Terrible, terrible film. I expected more, and McTiernan let me down. A convoluted Agatha-Christie-in-cammo mystery, with disgraced DEA agent John Travolta brought in to investigate deaths on a Ranger training exercise in Panama with the clock ticking away and that Scieftologist who played Phoebe from Friends’ thick brother doing a very odd accent and Sam Jackson barely in it and, um, some other people doing, well, stuff. Did I mention it’s terrible?
Hitler: Rise Of Evil
Okay, so technically a mini-series, but at two parts it’s basically an extended TVM split into a pair of episodes. Both engaging and ridiculous; simultaneously compelling and contemptible. An American actor (Stockard Channing) plays an Austrian character (Adolf’s mum) with an English accents; meanwhile, an Englishman (Robert Glenister) playing a German (Anton Drexler) adopts some kind of a Brooklyn-style American twang. Go figure.
Anyway, Robert Carlyle does at least give the Corporal a fair go, trying to capture his drive and his mania, his incomprehensible ideology and his growing charisma whilst upper class and bourgeois rightists convince themselves they have him on a leash.
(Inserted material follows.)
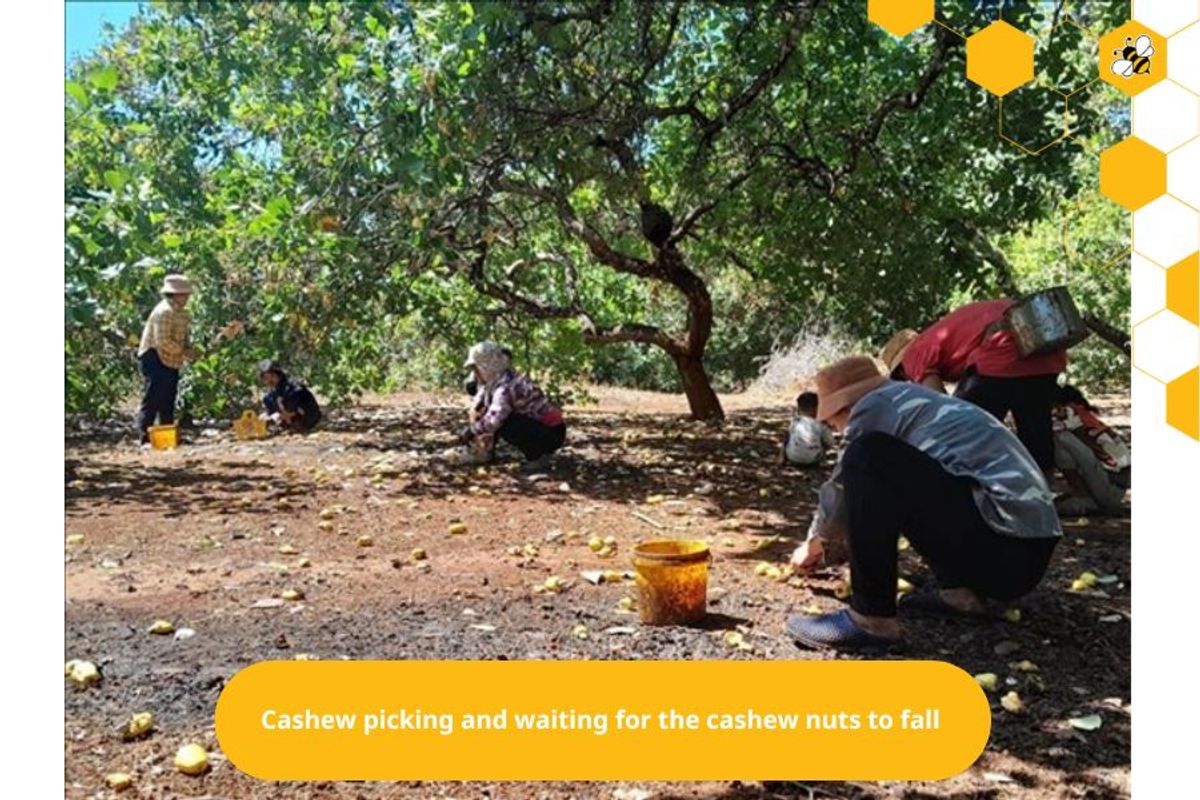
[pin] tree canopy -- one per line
(633, 192)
Direction by Christian Duguay is, you know, by no means incompetent.
Fairly pedestrian documentary about the reputed sole assassin of JFK, which flags up lots of peculiar details in the life of Lee Harvey Oswald, but never convincingly nails down anything other than ‘this is a bit peculiar’.
The Devil’s Double
Underpowered ‘true story’ (i.e. not in any way verified) affair, about an Iraqi army officer sequestered to be a doppelgänger for psychopathic presidential son Uday Hussein, with Dominic Cooper in the lead, directed by Lee Tamahori.
Interesting enough documentary about three different sets of weed smugglers in 70s/80s Florida.
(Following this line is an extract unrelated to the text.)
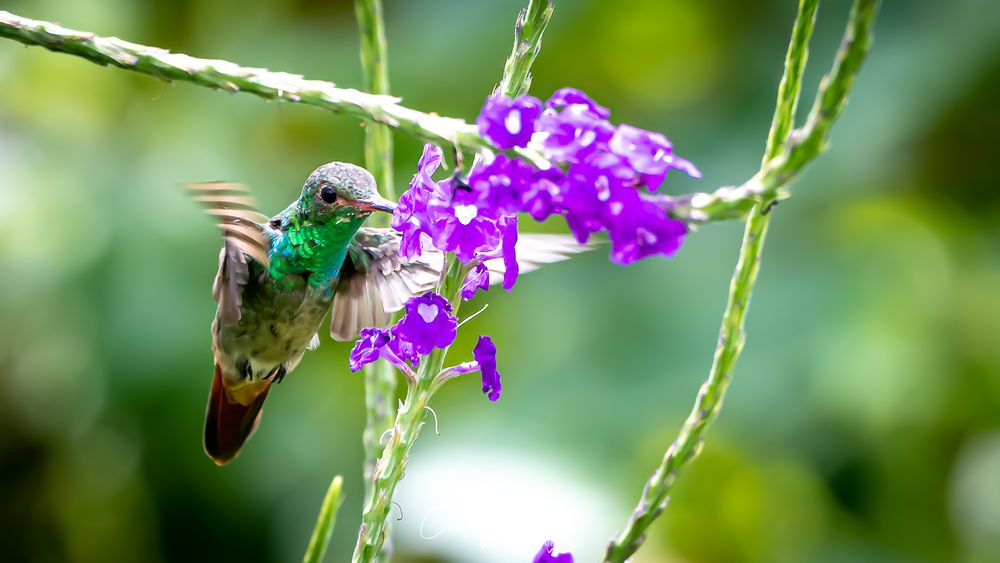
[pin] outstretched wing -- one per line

Not exactly thrilling thriller about a pair of LA cops investigating the murder of a woman at a Japanese corporate party. Sean Connery, Wesley Snipes and Harvey Keitel each have their qualities, but throw their three different acting styles together and it’s a mess. Not Philip Kaufman’s finest two hours.
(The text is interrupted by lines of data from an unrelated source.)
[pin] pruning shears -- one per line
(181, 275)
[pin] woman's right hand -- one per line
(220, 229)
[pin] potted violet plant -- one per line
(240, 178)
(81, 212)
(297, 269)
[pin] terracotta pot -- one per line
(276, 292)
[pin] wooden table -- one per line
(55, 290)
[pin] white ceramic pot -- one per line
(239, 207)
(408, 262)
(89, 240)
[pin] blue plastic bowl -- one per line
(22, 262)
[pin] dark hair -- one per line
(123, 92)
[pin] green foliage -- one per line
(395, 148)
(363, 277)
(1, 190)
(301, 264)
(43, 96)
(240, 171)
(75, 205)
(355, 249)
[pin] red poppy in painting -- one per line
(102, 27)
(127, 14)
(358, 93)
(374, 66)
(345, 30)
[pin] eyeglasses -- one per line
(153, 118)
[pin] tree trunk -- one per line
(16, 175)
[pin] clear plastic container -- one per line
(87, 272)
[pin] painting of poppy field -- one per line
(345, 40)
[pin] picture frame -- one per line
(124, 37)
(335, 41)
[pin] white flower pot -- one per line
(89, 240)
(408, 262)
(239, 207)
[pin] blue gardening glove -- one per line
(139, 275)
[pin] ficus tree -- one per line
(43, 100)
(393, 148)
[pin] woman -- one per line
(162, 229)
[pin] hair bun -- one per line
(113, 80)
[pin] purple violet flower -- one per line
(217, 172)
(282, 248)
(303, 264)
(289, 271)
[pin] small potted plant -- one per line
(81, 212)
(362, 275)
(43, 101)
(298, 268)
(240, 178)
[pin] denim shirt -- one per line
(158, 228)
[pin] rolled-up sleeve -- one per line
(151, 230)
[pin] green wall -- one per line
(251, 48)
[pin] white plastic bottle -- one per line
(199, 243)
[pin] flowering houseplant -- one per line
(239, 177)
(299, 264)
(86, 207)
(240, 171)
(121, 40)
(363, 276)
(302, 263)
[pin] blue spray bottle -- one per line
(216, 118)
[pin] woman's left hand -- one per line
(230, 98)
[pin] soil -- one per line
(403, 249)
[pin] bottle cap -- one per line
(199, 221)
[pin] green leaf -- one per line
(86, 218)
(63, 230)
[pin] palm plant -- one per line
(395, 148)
Excellent Steven Soderbergh joint about an ex-military private contractor (Gina Carano) trying to figure out who has stitched her up and why. Great cast includes Channing Tatum, Ewan McGregor, Antonio Banderas, Michael Fassbender, Michael Douglas, Bill Paxton and Matthieu Kassovitz. Sublimely choreographed action, impressionistic editing, lots of diegetic sound, a genre plot but one which isn’t spooned to the audience, and innovative use of less familiar locations – a real joy.
Pain & Gain
Possibly the only Michael Bay film I will ever unequivocally enjoy – three muscly bozos get high on self-actualising seminar guru bullshit, coke and steroids, and decide that the best way to make their fortune is by kidnapping rich clients and torturing them until they sign over their shit. Great central performances from Marky Mark, The Rock and Anthony Mackie from The Hurt Locker, impeccable support from Tony Shalhoub as the world’s most unlikeable victim, plus Ed Harris, Rebel Wilson, Rob Corddry, Michael Rispoli etc. And some really great visuals (e.g. Requiem For A Dream-style chest rigs, ultra-slomo and worm-eye view shots for chase scenes).